Single-stage compression becomes impractical for large temperature lifts due to:
High compression ratio: For propane, -150°F evaporator and 100°F condenser → r = 50+ (excessive)
Low volumetric efficiency: High compression ratio → large clearance volume losses
Poor COP: Efficiency drops sharply with compression ratio > 10-15
Two-Stage Cascade Configuration
Cascade refrigeration system with propane high-stage and ethylene low-stage cycles connected by cascade heat exchanger.
Typical LNG Cascade:
High-temperature stage (warm loop):
Refrigerant: Propane (C₃)
Evaporator: -40°F to 0°F
Condenser: 80-100°F (air or water cooled)
Process duty: Cool feed gas, condense NGLs
Low-temperature stage (cold loop):
Refrigerant: Ethylene (C₂)
Evaporator: -120°F to -100°F
Condenser: -50°F to -40°F (cooled by propane evaporator)
Process duty: Subcool LNG, demethanizer reboiler
Cascade heat exchanger:
Propane evaporator = Ethylene condenser
ΔT_approach = 5-10°F
Overall COP:
COP_cascade = Q_evap,cold / (W_comp,hot + W_comp,cold)
Typically COP_cascade = 1.8-2.5 (lower than single-stage due to two compression stages)
But this enables temperature ranges impossible for single-stage.
Three-Stage Cascade for LNG
Large LNG plants use propane-ethylene-methane cascade to reach -260°F:
Stage
Refrigerant
Evaporator Temp
Process Duty
1 (warm)
Propane (C₃)
-40°F to +10°F
Pre-cool feed gas, remove heavy HCs
2 (intermediate)
Ethylene (C₂)
-140°F to -60°F
Liquefy methane, sub-cool LNG
3 (cold)
Methane (C₁)
-260°F to -200°F
Final LNG sub-cooling, nitrogen rejection
Mixed Refrigerant (MR) Alternative
Single mixed-refrigerant cycle uses blend of components (N₂, CH₄, C₂H₆, C₃H₈) instead of pure refrigerants:
Mixed Refrigerant Composition (typical):
Nitrogen (N₂): 5-10 mol%
Methane (CH₄): 40-50%
Ethane (C₂H₆): 20-30%
Propane (C₃H₈): 15-25%
How it works:
Mixture condenses over temperature range (not isothermal)

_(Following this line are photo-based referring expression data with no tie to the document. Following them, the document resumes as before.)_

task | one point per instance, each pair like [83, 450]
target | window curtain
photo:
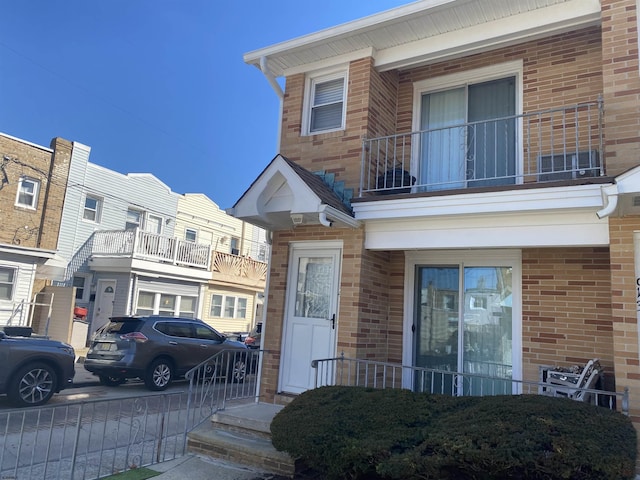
[491, 144]
[443, 157]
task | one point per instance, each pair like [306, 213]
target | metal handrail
[375, 374]
[546, 145]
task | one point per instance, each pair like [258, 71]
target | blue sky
[156, 86]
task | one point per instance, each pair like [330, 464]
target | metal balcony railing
[139, 244]
[240, 267]
[497, 380]
[549, 145]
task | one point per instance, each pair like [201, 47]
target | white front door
[105, 293]
[310, 322]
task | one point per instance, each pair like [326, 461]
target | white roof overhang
[426, 31]
[541, 217]
[49, 264]
[279, 200]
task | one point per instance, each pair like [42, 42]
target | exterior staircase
[241, 434]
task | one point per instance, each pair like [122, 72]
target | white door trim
[308, 248]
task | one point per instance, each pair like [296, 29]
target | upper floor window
[326, 97]
[235, 246]
[80, 282]
[134, 219]
[228, 306]
[27, 195]
[153, 224]
[92, 208]
[7, 282]
[190, 235]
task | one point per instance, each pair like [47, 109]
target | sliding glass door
[464, 323]
[469, 137]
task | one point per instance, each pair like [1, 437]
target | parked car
[159, 349]
[253, 339]
[34, 368]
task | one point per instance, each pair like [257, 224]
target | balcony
[150, 246]
[235, 269]
[560, 144]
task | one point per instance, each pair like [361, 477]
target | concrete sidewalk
[195, 467]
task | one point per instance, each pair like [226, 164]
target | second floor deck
[559, 144]
[137, 244]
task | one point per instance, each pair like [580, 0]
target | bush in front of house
[358, 433]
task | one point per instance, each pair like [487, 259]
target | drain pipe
[609, 199]
[264, 67]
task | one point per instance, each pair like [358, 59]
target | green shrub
[357, 433]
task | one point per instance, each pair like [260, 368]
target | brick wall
[37, 228]
[624, 310]
[371, 111]
[621, 84]
[566, 308]
[558, 71]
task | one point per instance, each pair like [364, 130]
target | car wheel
[238, 369]
[32, 385]
[159, 374]
[110, 381]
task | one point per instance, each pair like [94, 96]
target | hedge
[358, 433]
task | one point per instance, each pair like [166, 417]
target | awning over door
[285, 195]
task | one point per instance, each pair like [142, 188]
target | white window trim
[235, 306]
[156, 301]
[98, 209]
[310, 82]
[14, 283]
[514, 68]
[36, 193]
[146, 217]
[500, 258]
[194, 230]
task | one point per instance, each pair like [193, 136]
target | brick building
[456, 188]
[33, 182]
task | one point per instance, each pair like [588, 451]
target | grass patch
[134, 474]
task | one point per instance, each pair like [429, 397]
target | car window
[205, 333]
[174, 329]
[122, 327]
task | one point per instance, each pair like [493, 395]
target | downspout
[609, 199]
[322, 217]
[276, 87]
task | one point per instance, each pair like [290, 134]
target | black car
[159, 349]
[34, 368]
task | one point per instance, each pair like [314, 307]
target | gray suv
[159, 349]
[34, 368]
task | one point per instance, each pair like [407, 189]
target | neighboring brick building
[488, 160]
[33, 182]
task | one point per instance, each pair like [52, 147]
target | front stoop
[242, 435]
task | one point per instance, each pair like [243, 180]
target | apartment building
[456, 188]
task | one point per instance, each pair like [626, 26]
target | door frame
[309, 247]
[100, 285]
[466, 258]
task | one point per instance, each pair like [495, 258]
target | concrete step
[241, 435]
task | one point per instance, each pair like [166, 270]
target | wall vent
[568, 166]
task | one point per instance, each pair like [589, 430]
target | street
[92, 429]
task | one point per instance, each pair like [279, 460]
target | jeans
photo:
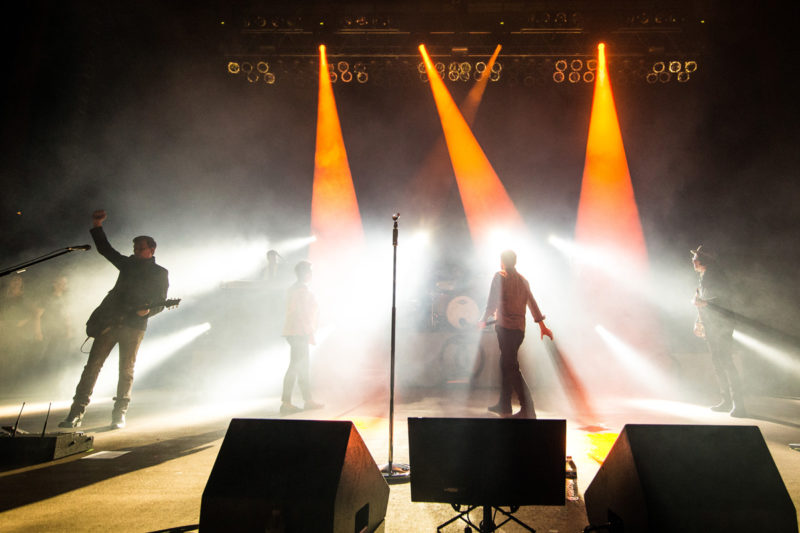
[512, 381]
[129, 340]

- Propane condenses first at -40°F
- Ethane condenses at -80°F
- Methane condenses at -150°F
- Nitrogen remains vapor
Temperature glide during condensation matches process cooling curve
→ Better thermodynamic efficiency than cascade (smaller ΔT_min)

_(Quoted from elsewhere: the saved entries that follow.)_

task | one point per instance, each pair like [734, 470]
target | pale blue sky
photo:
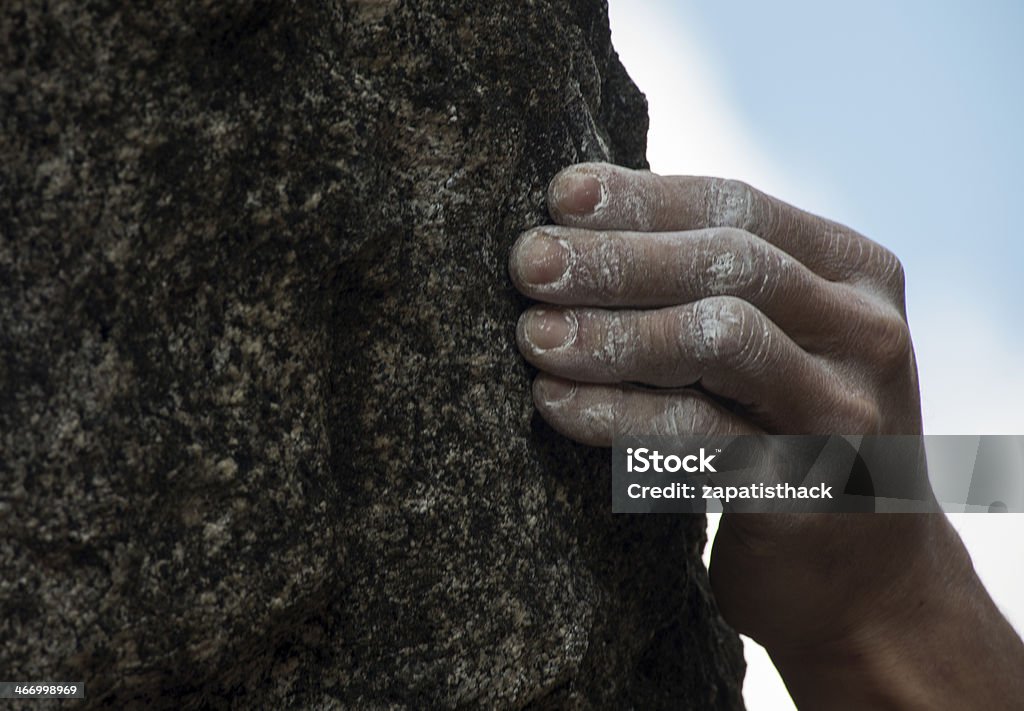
[901, 119]
[910, 112]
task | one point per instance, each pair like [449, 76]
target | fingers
[573, 266]
[723, 343]
[598, 196]
[595, 414]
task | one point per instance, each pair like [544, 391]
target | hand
[689, 305]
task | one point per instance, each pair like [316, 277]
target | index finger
[600, 196]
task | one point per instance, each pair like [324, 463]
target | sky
[901, 120]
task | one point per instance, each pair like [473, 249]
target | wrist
[931, 639]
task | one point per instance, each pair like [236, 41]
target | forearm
[937, 641]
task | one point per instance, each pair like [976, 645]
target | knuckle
[890, 344]
[608, 269]
[613, 350]
[726, 330]
[731, 203]
[735, 263]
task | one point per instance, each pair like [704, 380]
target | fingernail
[547, 330]
[554, 390]
[542, 259]
[578, 194]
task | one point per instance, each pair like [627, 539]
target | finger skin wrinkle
[613, 351]
[730, 204]
[609, 273]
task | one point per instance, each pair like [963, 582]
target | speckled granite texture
[266, 441]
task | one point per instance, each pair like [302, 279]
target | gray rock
[266, 440]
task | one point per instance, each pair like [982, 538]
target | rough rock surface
[265, 436]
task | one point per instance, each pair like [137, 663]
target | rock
[266, 440]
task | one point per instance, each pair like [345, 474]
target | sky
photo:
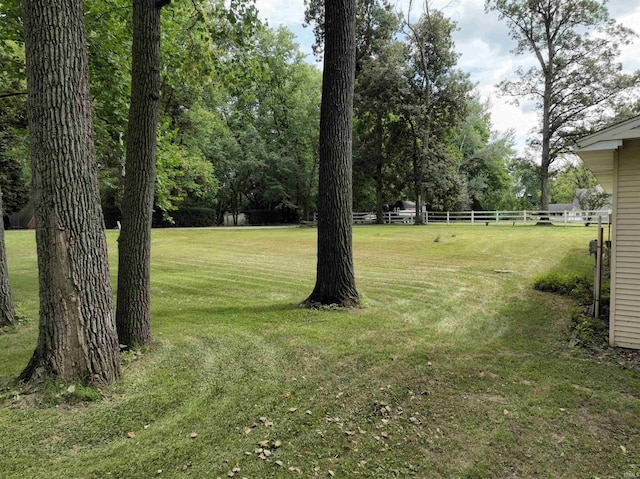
[484, 46]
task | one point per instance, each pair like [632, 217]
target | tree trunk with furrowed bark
[133, 314]
[7, 311]
[77, 337]
[335, 281]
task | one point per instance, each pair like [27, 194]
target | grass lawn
[450, 370]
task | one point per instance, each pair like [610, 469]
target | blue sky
[484, 46]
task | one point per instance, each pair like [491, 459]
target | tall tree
[335, 279]
[77, 336]
[576, 45]
[438, 101]
[133, 315]
[7, 311]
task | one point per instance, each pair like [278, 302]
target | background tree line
[239, 116]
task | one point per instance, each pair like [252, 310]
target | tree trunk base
[329, 302]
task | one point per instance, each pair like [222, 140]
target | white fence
[490, 217]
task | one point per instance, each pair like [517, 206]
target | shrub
[567, 284]
[266, 217]
[587, 331]
[186, 217]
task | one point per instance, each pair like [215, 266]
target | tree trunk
[335, 281]
[379, 165]
[77, 337]
[7, 311]
[133, 315]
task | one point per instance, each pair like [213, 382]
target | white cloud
[484, 45]
[282, 12]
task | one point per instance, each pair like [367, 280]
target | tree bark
[7, 311]
[335, 280]
[133, 315]
[379, 164]
[77, 337]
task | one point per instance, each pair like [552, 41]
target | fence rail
[490, 217]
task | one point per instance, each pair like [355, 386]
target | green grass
[450, 370]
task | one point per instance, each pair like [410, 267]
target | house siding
[626, 268]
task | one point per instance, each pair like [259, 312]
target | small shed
[613, 155]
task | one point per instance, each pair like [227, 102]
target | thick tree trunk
[133, 315]
[77, 337]
[335, 281]
[7, 311]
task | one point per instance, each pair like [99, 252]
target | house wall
[625, 299]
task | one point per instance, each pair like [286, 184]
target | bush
[186, 217]
[567, 284]
[587, 331]
[269, 217]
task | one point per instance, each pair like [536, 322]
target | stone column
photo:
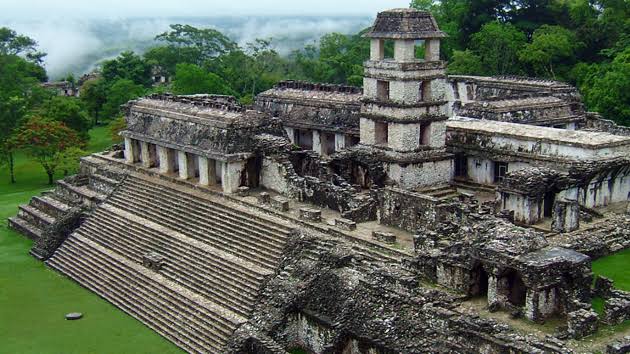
[145, 155]
[291, 134]
[231, 176]
[183, 165]
[207, 171]
[317, 142]
[167, 160]
[130, 150]
[340, 142]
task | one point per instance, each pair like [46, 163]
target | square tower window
[425, 134]
[381, 132]
[382, 90]
[500, 170]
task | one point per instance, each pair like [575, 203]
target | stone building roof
[211, 110]
[591, 140]
[405, 24]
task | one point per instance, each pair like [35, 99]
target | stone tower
[404, 110]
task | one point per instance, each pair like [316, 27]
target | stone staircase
[440, 192]
[42, 211]
[215, 257]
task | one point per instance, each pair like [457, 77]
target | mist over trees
[585, 43]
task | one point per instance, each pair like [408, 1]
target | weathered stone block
[603, 287]
[280, 203]
[581, 323]
[386, 237]
[619, 347]
[243, 191]
[311, 214]
[345, 224]
[616, 310]
[264, 198]
[153, 261]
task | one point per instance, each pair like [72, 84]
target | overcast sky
[31, 9]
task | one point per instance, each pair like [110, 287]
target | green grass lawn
[34, 299]
[615, 267]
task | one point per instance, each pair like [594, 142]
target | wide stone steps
[235, 268]
[217, 232]
[180, 268]
[184, 318]
[268, 237]
[25, 228]
[217, 208]
[50, 206]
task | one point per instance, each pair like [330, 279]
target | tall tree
[45, 141]
[128, 66]
[120, 92]
[191, 79]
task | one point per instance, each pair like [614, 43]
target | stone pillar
[145, 155]
[566, 216]
[377, 49]
[340, 142]
[167, 160]
[291, 134]
[432, 50]
[231, 176]
[317, 142]
[130, 150]
[183, 165]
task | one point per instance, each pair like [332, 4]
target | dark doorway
[251, 175]
[517, 291]
[461, 166]
[479, 282]
[550, 198]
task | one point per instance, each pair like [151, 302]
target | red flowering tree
[46, 142]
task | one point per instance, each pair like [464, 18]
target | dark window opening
[461, 166]
[425, 134]
[500, 170]
[382, 90]
[550, 198]
[381, 131]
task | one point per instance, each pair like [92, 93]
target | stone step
[211, 208]
[35, 216]
[214, 234]
[24, 227]
[238, 299]
[127, 300]
[88, 251]
[50, 206]
[234, 266]
[212, 203]
[197, 209]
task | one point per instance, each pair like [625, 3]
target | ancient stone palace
[402, 217]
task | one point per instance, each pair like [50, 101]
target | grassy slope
[34, 299]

After expansion, mixture evaporates in reverse order:
- Light components (N₂, CH₄) evaporate first at cold end (-260°F)
- Heavy components (C₃) evaporate last at warm end (-40°F)
Advantages vs Cascade:
- 10-20% higher COP (better temperature matching)

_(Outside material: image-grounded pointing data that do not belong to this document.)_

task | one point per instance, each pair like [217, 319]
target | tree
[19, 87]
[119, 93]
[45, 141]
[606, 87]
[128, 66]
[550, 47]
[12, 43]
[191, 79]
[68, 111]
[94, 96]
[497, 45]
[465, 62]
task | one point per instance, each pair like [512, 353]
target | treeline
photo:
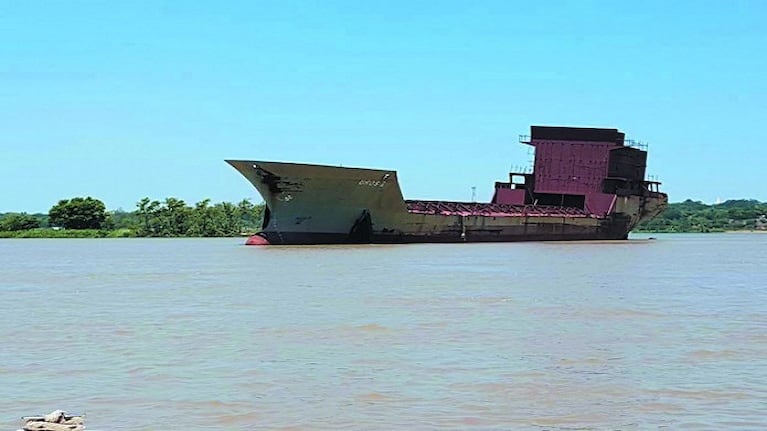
[172, 217]
[693, 216]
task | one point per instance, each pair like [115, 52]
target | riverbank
[42, 233]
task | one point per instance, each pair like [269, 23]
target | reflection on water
[208, 334]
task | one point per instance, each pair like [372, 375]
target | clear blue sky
[125, 99]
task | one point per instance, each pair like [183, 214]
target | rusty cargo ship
[586, 184]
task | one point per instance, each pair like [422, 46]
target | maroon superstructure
[579, 168]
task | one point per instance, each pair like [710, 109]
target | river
[207, 334]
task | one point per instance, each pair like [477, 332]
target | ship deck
[491, 210]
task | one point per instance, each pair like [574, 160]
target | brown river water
[207, 334]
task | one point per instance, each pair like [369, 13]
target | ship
[585, 184]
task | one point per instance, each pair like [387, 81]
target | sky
[125, 100]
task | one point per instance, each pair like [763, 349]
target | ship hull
[313, 204]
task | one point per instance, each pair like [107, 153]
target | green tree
[78, 213]
[16, 222]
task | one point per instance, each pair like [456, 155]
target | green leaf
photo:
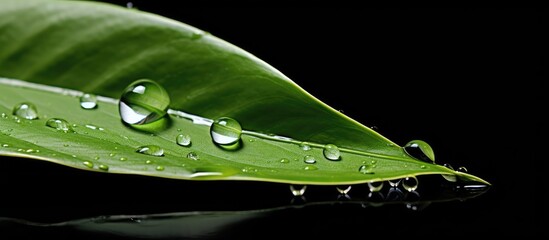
[100, 48]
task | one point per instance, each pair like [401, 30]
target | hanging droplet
[143, 102]
[375, 186]
[394, 182]
[331, 152]
[88, 101]
[25, 110]
[344, 189]
[183, 140]
[410, 183]
[59, 124]
[298, 190]
[225, 132]
[309, 159]
[193, 156]
[305, 146]
[88, 164]
[420, 150]
[366, 169]
[152, 150]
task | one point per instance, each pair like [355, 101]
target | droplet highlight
[420, 150]
[152, 150]
[143, 102]
[25, 110]
[59, 124]
[226, 132]
[88, 101]
[183, 140]
[331, 152]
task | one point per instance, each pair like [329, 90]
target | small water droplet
[420, 150]
[305, 146]
[88, 101]
[309, 159]
[25, 110]
[331, 152]
[225, 132]
[366, 169]
[410, 183]
[310, 168]
[59, 124]
[344, 189]
[298, 190]
[183, 140]
[193, 156]
[375, 186]
[152, 150]
[104, 167]
[143, 102]
[88, 164]
[394, 182]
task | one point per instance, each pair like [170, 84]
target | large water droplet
[183, 140]
[59, 124]
[344, 189]
[226, 133]
[88, 101]
[298, 190]
[420, 150]
[410, 183]
[331, 152]
[25, 110]
[143, 102]
[152, 150]
[375, 186]
[309, 159]
[366, 169]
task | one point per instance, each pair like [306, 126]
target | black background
[467, 81]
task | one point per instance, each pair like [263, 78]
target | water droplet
[152, 150]
[59, 124]
[193, 156]
[104, 167]
[226, 133]
[344, 189]
[366, 169]
[298, 190]
[143, 102]
[394, 182]
[310, 168]
[309, 159]
[88, 164]
[183, 140]
[420, 150]
[25, 110]
[375, 186]
[410, 183]
[331, 152]
[305, 146]
[88, 101]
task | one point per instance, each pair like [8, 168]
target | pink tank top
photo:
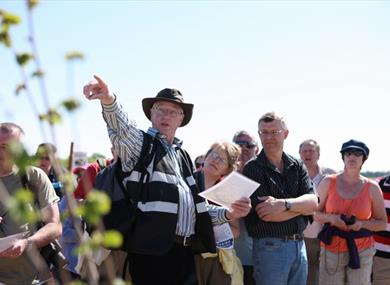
[360, 206]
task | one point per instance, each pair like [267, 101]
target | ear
[286, 132]
[180, 121]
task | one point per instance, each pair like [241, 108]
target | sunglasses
[246, 144]
[355, 152]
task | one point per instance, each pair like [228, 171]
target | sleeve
[43, 188]
[251, 171]
[305, 183]
[125, 137]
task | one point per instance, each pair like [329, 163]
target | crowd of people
[304, 224]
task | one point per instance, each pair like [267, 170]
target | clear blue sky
[324, 65]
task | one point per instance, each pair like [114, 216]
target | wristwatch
[29, 244]
[287, 205]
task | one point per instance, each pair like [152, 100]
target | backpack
[123, 209]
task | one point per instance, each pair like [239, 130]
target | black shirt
[293, 182]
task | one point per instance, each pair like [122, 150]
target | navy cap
[355, 144]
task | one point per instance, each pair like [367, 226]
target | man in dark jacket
[172, 221]
[280, 204]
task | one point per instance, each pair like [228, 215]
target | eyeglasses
[44, 158]
[246, 144]
[271, 133]
[215, 156]
[166, 112]
[355, 152]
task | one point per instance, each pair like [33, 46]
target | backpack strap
[101, 163]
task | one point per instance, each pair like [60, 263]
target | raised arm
[124, 135]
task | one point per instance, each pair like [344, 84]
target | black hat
[170, 95]
[355, 144]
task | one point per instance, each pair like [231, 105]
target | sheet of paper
[230, 189]
[6, 242]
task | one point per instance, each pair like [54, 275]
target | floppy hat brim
[147, 104]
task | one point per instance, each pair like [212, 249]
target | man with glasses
[280, 205]
[309, 151]
[172, 221]
[243, 245]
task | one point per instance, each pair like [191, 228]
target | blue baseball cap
[355, 144]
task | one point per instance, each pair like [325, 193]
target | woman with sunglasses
[220, 160]
[351, 207]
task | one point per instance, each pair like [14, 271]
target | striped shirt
[127, 141]
[292, 183]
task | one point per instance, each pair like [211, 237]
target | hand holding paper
[231, 189]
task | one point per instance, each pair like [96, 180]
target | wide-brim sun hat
[355, 144]
[169, 95]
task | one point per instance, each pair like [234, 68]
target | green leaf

- Simpler: single compressor loop (but multi-stage compression)
- Lower capital cost for large LNG plants
Disadvantages:
- Complex composition control (makeup, bleed)
- Sensitive to composition changes
- Requires rigorous simulation (Aspen HYSYS, ProMax)
Cascade vs Mixed Refrigerant Selection
Application
Preferred System
Reason
Small NGL plant (< 50 MMscfd)
Single-stage propane
Simple, reliable, -40°F adequate
Deep NGL recovery (90%+ C2)
Propane/ethylene cascade
-100°F to -120°F required, proven technology
Small LNG (< 1 MTPA)
Propane/ethylene cascade
Simpler operation, easier composition control
Large LNG (> 3 MTPA)
Mixed refrigerant (single or dual MR)
10-15% efficiency gain justifies complexity at scale
Offshore LNG (FLNG)
Nitrogen-expander or single MR
Weight/space constraints favor compact systems
LNG Plant Refrigeration Power
Specific Power Consumption:
Modern LNG plants: 0.25-0.35 kWh/kg LNG
For 5 MTPA LNG plant:
Production rate = 5,000,000 MT/yr / (8760 hr/yr) = 570 MT/hr = 570,000 kg/hr
Power consumption = 570,000 kg/hr × 0.30 kWh/kg = 171,000 kW = 171 MW
Compressor drivers:
- Gas turbines (aeroderivative or heavy-duty)
- Electric motors (if grid power available)
Fuel cost at $3/MMBtu, heat rate 10,000 Btu/kWh:
Fuel cost = 171 MW × 10,000 Btu/kWh × $3/MMBtu / 1000 = $5.1 million/hr
→ $45 million/year continuous operation
1% efficiency improvement saves $450,000/year in fuel.
Cascade system design: Use two-stage cascade (propane/ethylene) for gas processing down to -150°F. Use three-stage cascade or mixed refrigerant for LNG production (-260°F). Optimize inter-stage temperatures to balance compression ratios (geometric mean: T_mid = √(T_cold × T_hot) on absolute scale). Size cascade heat exchangers with 5-10°F approach to minimize exergy destruction. For large LNG, evaluate MR vs cascade based on capital cost, operating cost, and reliability.